FIA detalhando inquérito sobre o GP de Abu Dhabi da F1; decisão sai em março | Fórmula 1

A Federação Internacional do Automobilismo (FIA) detalhou que seguirá na investigação dos eventos do GP de Abu Dhabi de 2021, que teve Max Verstappen como vencedor e mundial da Fórmula 1. O inquérito já começou; o resultado será divulgado em fevereiro e as decisões finais em 18 de março, no encontro do Conselho Mundial do Esporte a Motor no Bahrein.

O comunicado também detalhado que o responsável por “revisar e otimizar a estrutura geral da F1” será o secretário-esportivo da entidade Peter Bay. Ele recém-efetivado como chef esportivo da comissão de monopostos no lugar do diretor de provas Michael Masi, que assumiu o cargo em 2020 e está no centro da polêmica em Abu Dhabi e outras ao longo de 2021.

Safety car lidera o pelotão nas voltas finais do GP de Abu Dhabi no último domingo — Foto: Reprodução

A prova que encerrou o campeonato passado foi marcadamente polêmica devido ao não-cumprimento do regulamento que orienta a saída do safety car da pista e o realinhamento dos carros retardatários; Verstappen ultrapassou Lewis Hamilton na última volta da corrida para conquistar a vitória.

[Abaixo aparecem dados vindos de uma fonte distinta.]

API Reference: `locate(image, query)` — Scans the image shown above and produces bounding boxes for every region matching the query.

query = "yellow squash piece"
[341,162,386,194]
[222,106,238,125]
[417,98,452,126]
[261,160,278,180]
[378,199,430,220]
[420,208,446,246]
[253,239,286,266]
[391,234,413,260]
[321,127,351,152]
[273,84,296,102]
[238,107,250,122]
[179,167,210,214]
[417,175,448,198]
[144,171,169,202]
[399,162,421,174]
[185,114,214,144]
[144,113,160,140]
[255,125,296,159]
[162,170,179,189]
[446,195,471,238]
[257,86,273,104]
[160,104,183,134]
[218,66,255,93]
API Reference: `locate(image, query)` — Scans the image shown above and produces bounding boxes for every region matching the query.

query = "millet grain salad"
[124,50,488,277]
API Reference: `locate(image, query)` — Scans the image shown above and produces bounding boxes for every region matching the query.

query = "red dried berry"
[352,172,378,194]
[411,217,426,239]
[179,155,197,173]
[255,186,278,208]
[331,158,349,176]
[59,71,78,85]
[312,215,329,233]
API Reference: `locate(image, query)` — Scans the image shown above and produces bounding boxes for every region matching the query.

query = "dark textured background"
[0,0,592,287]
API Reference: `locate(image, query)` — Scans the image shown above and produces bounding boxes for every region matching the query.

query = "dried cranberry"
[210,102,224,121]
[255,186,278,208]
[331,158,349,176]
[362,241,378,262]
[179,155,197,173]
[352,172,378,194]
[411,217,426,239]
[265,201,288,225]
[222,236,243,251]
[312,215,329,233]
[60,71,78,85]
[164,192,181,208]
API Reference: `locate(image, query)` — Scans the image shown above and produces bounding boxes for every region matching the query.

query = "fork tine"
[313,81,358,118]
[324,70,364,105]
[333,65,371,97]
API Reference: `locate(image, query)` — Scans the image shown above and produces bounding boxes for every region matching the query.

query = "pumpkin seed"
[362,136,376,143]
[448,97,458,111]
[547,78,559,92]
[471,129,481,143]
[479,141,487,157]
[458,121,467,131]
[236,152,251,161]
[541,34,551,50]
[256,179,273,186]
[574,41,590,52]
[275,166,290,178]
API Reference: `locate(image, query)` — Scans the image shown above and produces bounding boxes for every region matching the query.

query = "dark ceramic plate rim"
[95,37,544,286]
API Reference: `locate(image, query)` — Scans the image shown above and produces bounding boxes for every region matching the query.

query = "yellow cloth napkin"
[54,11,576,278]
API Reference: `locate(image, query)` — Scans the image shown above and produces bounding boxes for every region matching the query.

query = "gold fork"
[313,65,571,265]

A análise do presidente da FIA prova prova no Circuito de Ya Marina está sendo chefiada pelo novo presidente da FIA, Mohammed Ben. De acordo com o comunicado divulgado pela entidade, todas as dez equipes e 20 pilotos da F1 serão consultados ao longo do processo.

Verifique as etapas do processo:

1. Todas as equipes serão consultadas por Ben Sulayem sobre os assuntos e outros tópicos;

2. Na quarta-feira, 19 de janeiro, o Comitê Consultivo Esportivo da entidade irá discutir o uso do safety car na Fórmula 1;

3. Todos os pilotos da Fórmula 1 participam de uma discussão compartilhada sobre o caso, ainda sem dados;

4. Desfecho: os resultados da análise serão apresentados em fevereiro pela Comissão da F1. A decisão final sobre a prova será anunciada em 18 de marco no Bahrain, no Conselho Mundial do Esporte a Motor – dados anteriores ao GP do Bahrein, abertura da temporada 2022, a ser realizado em 20 de março.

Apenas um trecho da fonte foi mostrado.